Joey, 31 ans, travaille comme réceptionniste à Clifton, dans le New Jersey, dans une entreprise qui compte entre 40 et 50 employés, ce qui, selon elle, devrait lui donner de nombreuses occasions de se faire des amis. Elle n'en a pas eu un seul depuis qu'elle a rompu avec son fiancé, et maintenant, elle passe tout son temps à la maison avec son enfant. Aussi, elle faisait beaucoup la fête avant et craint que les gens pensent qu'elle est devenue ennuyeuse. Joey aimerait avoir une relation platonique avec quelqu'un afin de partager « des expériences, des souvenirs et des secrets », ce qui lui a manqué jusqu'à présent, étant donné que la plupart des gens qu'elle rencontre finissent par vouloir sortir avec elle.

Pour Fehr, la psychologue social, c'est logique : les personnes qui ne sont pas mariées ont tendance à se sentir plus seules que celles qui le sont. « Mais lorsque les chercheurs ont fait la différence entre différents types de relations hors mariage, comme les personnes qui n’ont jamais été mariées ou celles qui sont veuves ou divorcées, il a été démontré que le facteur qui influence le plus la solitude est la perte de cette relation intime. »

Si vous dressez un graphique de la solitude d'une personne tout au long de sa vie, vous constateriez un pic au début de l'âge adulte, alors qu'elle essaie de naviguer seule dans la société pour la première fois. Vous verriez aussi une augmentation de la solitude au cours des dernières années de la vie. « Une fois que les personnes de plus de 80 ans commencent à perdre des amis et des partenaires et se rendent compte qu'elles ne peuvent plus contrôler leur corps, c'est là que la solitude s'installe à nouveau », explique Ami Rokach, une chercheuse canadienne. Mais Rokach décrit la solitude du début de l'âge adulte comme une phase qui devrait diminuer au fil des ans.

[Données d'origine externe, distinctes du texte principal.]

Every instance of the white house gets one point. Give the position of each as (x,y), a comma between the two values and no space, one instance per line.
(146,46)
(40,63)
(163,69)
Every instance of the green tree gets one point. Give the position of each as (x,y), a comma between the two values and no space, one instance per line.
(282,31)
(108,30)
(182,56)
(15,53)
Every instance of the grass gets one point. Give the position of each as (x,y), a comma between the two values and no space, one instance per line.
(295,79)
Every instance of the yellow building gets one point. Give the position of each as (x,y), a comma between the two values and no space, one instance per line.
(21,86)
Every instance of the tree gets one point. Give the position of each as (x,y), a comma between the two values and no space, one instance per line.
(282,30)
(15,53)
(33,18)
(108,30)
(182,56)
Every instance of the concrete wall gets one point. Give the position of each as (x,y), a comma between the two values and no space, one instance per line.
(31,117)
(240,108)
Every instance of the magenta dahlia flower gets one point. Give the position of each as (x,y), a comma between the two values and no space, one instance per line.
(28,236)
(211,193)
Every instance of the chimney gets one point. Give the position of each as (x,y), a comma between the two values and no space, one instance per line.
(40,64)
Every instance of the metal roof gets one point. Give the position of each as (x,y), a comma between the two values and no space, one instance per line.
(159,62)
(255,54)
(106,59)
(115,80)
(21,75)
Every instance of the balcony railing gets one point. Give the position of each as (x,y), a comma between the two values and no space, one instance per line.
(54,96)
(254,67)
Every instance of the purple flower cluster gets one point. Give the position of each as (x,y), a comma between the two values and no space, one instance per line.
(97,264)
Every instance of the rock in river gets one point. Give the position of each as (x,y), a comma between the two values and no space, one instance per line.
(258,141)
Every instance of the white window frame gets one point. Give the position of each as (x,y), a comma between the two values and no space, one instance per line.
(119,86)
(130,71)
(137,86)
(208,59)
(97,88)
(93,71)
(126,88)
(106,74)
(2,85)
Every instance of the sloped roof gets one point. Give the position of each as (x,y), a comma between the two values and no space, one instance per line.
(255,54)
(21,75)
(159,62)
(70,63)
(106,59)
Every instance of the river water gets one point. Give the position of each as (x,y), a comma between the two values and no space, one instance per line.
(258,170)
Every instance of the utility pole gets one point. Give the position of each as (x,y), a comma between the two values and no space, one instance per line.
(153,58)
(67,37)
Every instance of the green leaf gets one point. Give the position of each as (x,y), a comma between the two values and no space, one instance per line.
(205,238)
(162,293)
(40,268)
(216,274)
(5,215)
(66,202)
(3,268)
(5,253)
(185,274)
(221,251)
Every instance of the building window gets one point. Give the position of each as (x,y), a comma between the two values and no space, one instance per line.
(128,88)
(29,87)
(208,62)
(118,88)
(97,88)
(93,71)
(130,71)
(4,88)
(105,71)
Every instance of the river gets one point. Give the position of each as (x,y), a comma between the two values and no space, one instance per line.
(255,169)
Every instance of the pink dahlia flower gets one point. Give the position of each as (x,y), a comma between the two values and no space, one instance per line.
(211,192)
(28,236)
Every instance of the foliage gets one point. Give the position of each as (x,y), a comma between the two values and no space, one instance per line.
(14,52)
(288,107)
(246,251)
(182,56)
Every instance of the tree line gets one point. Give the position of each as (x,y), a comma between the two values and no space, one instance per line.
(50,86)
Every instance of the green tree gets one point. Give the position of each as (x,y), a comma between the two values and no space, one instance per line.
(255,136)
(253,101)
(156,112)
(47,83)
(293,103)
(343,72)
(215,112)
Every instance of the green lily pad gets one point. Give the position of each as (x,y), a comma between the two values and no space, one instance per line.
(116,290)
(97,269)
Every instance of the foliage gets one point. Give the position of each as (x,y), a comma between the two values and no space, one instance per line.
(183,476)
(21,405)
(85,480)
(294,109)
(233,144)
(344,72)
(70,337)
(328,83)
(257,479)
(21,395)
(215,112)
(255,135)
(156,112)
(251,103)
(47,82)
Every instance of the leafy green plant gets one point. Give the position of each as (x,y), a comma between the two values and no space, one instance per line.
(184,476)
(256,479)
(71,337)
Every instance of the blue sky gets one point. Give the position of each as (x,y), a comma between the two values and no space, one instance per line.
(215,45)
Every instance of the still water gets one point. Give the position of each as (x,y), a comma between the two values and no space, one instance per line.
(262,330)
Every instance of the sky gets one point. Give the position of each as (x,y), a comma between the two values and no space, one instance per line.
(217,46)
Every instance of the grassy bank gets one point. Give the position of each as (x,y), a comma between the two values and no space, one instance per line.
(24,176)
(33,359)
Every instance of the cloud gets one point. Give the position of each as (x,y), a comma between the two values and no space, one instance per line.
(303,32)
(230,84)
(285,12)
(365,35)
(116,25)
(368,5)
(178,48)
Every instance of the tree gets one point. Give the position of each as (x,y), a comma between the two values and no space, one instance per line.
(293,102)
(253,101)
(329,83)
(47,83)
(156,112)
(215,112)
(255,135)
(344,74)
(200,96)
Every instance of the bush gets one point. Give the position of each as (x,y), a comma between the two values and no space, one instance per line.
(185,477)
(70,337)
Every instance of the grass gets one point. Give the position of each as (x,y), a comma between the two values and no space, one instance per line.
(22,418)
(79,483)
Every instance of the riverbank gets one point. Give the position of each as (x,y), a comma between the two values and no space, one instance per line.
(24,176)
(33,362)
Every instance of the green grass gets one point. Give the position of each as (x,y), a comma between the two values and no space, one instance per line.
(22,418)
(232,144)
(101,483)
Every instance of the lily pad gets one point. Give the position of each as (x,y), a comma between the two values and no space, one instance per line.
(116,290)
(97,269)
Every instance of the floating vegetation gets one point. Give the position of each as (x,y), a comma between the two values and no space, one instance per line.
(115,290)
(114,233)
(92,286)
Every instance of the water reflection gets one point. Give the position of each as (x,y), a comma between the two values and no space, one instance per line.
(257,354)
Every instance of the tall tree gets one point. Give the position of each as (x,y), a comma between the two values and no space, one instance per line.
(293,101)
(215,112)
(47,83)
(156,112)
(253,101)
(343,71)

Mais il y a un facteur caractéristique de la génération Y. Généralement, les personnes dans la trentaine ont trouvé une identité et un travail qui répond à leurs besoins sociaux. « Bref, le monde social des gens tend à se consolider vers la fin de la vie de jeune adulte », dit Fehr. Mais étant donné que les millennials signalent des niveaux élevés d'insatisfaction à l'égard de leur emploi et de leur vie en général, il se peut qu'une telle consolidation ne se produise pas.

Chris, par exemple, vient de célébrer son 32e anniversaire. Son mari et ses deux enfants lui ont offert un « tout petit gâteau », bien qu'elle eût aimé pouvoir aller à un concert avec des amis et prendre quelques verres à la place. « Comment est-il possible de ne pas avoir d'amis à mon âge ? » a-t-elle posté sur r/nofriends.